Sunoのサイトのコピーは「Some songs deserve more than a stream(ストリーム以上を受け取るに値する曲がある)」と謳っている。生成した楽曲を「自分の棚に飾るもの」「誰かへのギフト」として位置づけた訴求だ。

なぜこれが重要か

AIで作った音楽をビニールに焼く——そう書くと奇妙に聞こえるかもしれない。でも、この動きが意味することは小さくない。

これまでAI音楽は「生成して、ストリームして、消費される」というフローの中にあった。Sunoが差し込もうとしているのは、その後ろに「所有する」という体験だ。フィジカルメディアが持つ「モノとしての音楽」——棚に並べる、人に渡す、30年後にDiscogs で値がつくかもしれない——という体験を、AI生成音楽に接続しようとしている。

Sunoで生成した楽曲の著作権はユーザーに帰属する(有料プランの場合)という建前のもとでは、これは理論上は整合している。自分が権利を持つ楽曲をフィジカルにする、という行為として。

論点

もちろん懐疑的な見方もある。

まず音質の問題。「アナログの温かみ」を求めてビニールを選ぶオーディオファイルにとって、元がAI生成のデジタルオーディオであることへの違和感はあるだろう。PETGはビニール(PVC)より環境にやさしいが、音質特性は異なる。サービスページでは「ノベルティカットではなく、本物のプレス盤」と強調しているが、実際の音がどうかは最初のプレスランを待つしかない。

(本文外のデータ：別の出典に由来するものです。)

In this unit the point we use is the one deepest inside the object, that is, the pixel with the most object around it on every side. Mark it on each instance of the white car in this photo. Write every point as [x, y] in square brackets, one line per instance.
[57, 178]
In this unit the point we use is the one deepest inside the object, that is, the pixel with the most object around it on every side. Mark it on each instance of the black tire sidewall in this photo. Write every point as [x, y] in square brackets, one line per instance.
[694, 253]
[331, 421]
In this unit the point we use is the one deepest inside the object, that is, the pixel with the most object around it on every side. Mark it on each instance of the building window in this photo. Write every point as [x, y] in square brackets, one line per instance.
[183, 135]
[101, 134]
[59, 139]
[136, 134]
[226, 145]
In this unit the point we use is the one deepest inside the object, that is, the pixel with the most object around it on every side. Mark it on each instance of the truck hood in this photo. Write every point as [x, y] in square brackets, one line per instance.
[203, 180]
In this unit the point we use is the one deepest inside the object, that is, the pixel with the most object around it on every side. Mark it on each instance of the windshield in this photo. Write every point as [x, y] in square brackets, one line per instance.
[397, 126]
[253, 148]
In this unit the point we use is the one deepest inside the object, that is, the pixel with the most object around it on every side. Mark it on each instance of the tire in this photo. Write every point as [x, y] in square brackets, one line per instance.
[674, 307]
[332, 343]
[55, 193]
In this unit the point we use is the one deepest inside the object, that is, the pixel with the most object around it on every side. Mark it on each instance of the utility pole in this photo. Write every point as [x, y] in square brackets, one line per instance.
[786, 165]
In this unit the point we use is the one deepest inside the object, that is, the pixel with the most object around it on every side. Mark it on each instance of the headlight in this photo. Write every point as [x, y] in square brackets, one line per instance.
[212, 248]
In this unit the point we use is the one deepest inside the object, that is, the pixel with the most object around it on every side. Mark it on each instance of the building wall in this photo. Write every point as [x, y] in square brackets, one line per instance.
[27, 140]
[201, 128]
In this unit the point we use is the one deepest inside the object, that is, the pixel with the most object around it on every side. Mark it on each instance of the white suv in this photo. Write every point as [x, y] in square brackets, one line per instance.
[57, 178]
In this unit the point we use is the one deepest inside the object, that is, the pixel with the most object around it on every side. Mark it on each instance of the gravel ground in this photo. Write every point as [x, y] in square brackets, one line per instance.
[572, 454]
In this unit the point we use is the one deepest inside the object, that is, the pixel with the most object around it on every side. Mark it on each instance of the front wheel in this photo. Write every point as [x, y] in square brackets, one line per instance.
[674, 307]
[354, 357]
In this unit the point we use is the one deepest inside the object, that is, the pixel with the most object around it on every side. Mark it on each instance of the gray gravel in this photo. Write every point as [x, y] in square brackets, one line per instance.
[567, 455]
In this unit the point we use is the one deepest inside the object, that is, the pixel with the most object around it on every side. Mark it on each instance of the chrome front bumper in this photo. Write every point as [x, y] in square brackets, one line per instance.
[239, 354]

著作権上の論点もある。Suno自体がまだライセンスモデルへの移行途上にある(ウォーナーミュージックとの契約では今年後半に完全移行予定)。その過渡期において「AI生成楽曲のフィジカル流通」をどう整理するかは、レコード会社や権利団体からの視線が向かうポイントになりうる。

今後どう展開しそうか

Suno Vinylが成功するかどうかは、まず「自分の曲をレコードにしたい」というユーザーが実際にいるかどうかにかかっている。友人の誕生日に45分のAI生成ジョーク曲集をレコードにして贈る——というユースケースは笑えるが、実需はある。

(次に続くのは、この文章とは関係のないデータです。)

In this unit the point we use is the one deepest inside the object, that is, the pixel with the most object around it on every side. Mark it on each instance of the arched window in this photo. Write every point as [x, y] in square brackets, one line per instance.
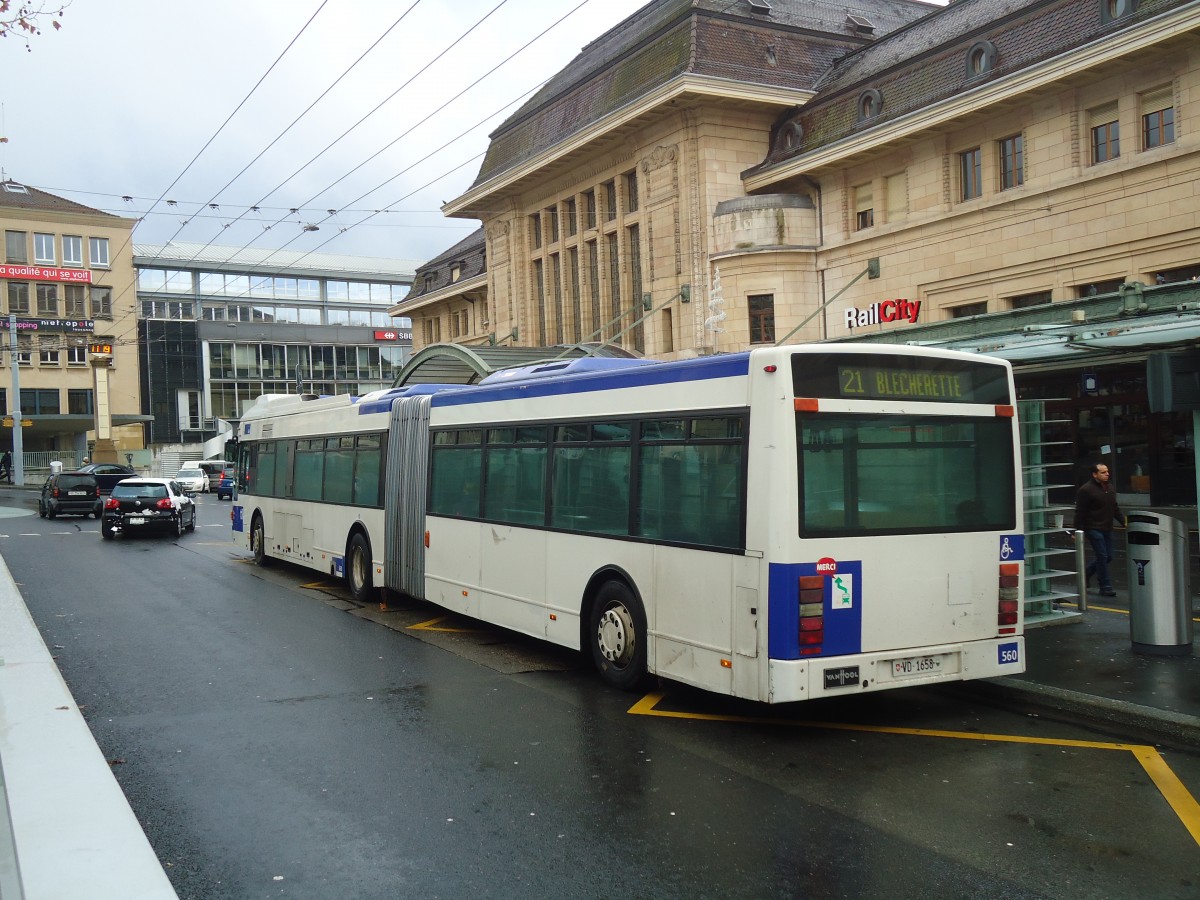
[981, 58]
[1114, 10]
[870, 105]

もしこのサービスが受け入れられれば、他のAI音楽プラットフォームも追随する可能性はある。音楽の「モノ化」ビジネスは、ストリーミング収益が薄いAI音楽ツールにとって、収益源の多様化としても意味を持つ。

作り手・聴き手への示唆

ビニールが「音楽への愛着を形にするもの」だとすれば、AI生成楽曲にも愛着をかける人がいることは、否定する理由がない。プロセスが違っても、選んで、組んで、カバーアートを考えた時点で、それはその人の音楽体験だ。

「本物か否か」を問うより、「どんな体験として音楽と関わるか」という問いのほうが面白い。Suno Vinylは、その問いをビニール盤という形で差し出している。